Rothko & Mozart - escapes into art


The current Rothko exhibit in Tel Aviv's Museum of Art hit me hard in the gut. The press notices should have prepared me for the impact of intense colour and stripped-down form of his paintings, so familiar from art history textbooks and reproduction posters. But in person, they seemed almost overpowering.
This show traced the evolution of Mark Rothko's work, including some early figurative paintings like the demon goddess of the night, Lilith, shown below.


(Another artful and powerful Queen of the Night came calling in the flesh in the Occupied Territories. She appeared in the Magic Flute, one of the pieces performed by the touring Choir of London for a Palestine Mozart Festival which lasted two weeks. Enraptured Palestinian kids from refugee camps would clamber on stage to join the cast for an intimate curtain call. The moment seemed enchanted. Sadly, four of the participating Palestinian musicians missed the final performance in East Jerusalem because their permits were denied and Israeli guards would not let them cross the checkpoint. But I digress).

It was the purely abstract works of Rothko that took my breath away in Tel Aviv. Fuzzy edges of vibrant solid hues mark off entities that enhance one another, never quite touching. Somehow it evoked a coexistence which is vibrant and distinct. If only the lifestyle equivalent could be pulled off in this part of the world,life imitating art would really be something to sing about.
As I left the exhibit, a saw a guard wrest away the mobile phone from a museum-goer who had been surreptitiously snapping all the Rothko paintings. He deleted the tiny images one by one as the photographer scowled, then sulked. It was like a performance artist playing a bully.

3 comments:

Anonymous said...

Dunno how you can be touched by those big splashy paintings.
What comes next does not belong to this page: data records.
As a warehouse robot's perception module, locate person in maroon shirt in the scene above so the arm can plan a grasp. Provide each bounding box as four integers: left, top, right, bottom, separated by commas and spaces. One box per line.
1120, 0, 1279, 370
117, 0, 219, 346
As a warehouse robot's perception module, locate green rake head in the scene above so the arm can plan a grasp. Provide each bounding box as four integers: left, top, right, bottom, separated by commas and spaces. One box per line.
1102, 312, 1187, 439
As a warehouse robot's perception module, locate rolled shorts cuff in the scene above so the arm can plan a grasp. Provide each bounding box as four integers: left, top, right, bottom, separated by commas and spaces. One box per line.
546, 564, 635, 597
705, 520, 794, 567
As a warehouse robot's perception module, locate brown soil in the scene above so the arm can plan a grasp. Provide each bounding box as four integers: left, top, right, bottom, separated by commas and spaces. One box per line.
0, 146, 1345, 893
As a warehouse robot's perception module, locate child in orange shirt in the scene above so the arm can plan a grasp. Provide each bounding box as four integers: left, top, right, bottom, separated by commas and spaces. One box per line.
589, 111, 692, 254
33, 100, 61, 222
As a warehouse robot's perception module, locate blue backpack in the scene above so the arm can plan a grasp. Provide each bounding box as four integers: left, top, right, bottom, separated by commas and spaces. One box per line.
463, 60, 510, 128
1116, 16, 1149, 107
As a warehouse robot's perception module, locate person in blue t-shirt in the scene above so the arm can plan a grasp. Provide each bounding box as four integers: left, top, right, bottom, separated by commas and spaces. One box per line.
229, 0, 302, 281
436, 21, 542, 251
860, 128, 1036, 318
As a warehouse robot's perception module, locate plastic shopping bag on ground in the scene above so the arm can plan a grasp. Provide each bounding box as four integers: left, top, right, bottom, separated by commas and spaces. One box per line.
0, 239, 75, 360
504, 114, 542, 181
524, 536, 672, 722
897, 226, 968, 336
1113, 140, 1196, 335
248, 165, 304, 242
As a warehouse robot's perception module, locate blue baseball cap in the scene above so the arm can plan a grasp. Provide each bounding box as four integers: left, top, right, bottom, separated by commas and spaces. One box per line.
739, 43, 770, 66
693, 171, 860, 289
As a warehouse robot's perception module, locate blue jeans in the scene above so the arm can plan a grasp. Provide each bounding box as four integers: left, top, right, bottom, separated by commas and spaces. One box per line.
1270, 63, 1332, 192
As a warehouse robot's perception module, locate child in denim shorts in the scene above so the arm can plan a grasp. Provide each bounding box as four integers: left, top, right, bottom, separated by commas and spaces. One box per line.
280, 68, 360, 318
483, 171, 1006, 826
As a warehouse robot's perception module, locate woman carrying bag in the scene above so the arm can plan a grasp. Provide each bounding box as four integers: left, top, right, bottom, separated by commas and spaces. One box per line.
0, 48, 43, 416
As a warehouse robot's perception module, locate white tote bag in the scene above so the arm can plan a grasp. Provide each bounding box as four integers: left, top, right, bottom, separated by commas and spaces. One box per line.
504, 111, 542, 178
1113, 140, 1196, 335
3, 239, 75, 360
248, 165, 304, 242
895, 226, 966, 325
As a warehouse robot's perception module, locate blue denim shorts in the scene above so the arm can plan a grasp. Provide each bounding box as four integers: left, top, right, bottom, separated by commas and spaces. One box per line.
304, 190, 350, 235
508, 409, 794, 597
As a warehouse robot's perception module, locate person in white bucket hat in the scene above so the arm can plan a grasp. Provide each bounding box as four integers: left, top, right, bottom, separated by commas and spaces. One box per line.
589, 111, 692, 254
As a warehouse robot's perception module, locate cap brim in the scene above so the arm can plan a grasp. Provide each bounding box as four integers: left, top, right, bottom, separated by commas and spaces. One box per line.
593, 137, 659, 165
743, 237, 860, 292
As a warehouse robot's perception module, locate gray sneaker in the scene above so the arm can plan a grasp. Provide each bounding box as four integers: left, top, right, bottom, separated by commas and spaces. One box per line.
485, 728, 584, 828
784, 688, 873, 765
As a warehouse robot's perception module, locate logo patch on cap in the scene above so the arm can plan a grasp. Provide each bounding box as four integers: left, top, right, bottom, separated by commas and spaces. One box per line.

I suppose Izzy gasps at Howard Hodgkin as well. (Hard to tell the diff between his canvases and a microscopic slide of cells with Hodgkin's disease.)
Is art a distraction or a necessity in a tense place like Israel?

Anonymous said...

Don't have the faintest about what you are rambling about.

Anonymous said...

The Mozart concerts started out with political undertone at the beginning of the performance; but by the end of the tour, the music was enough. That was the new normality. In a tense place like the West Bank, yes, art is a necessity, not a distraction, if we are to keep our humanity.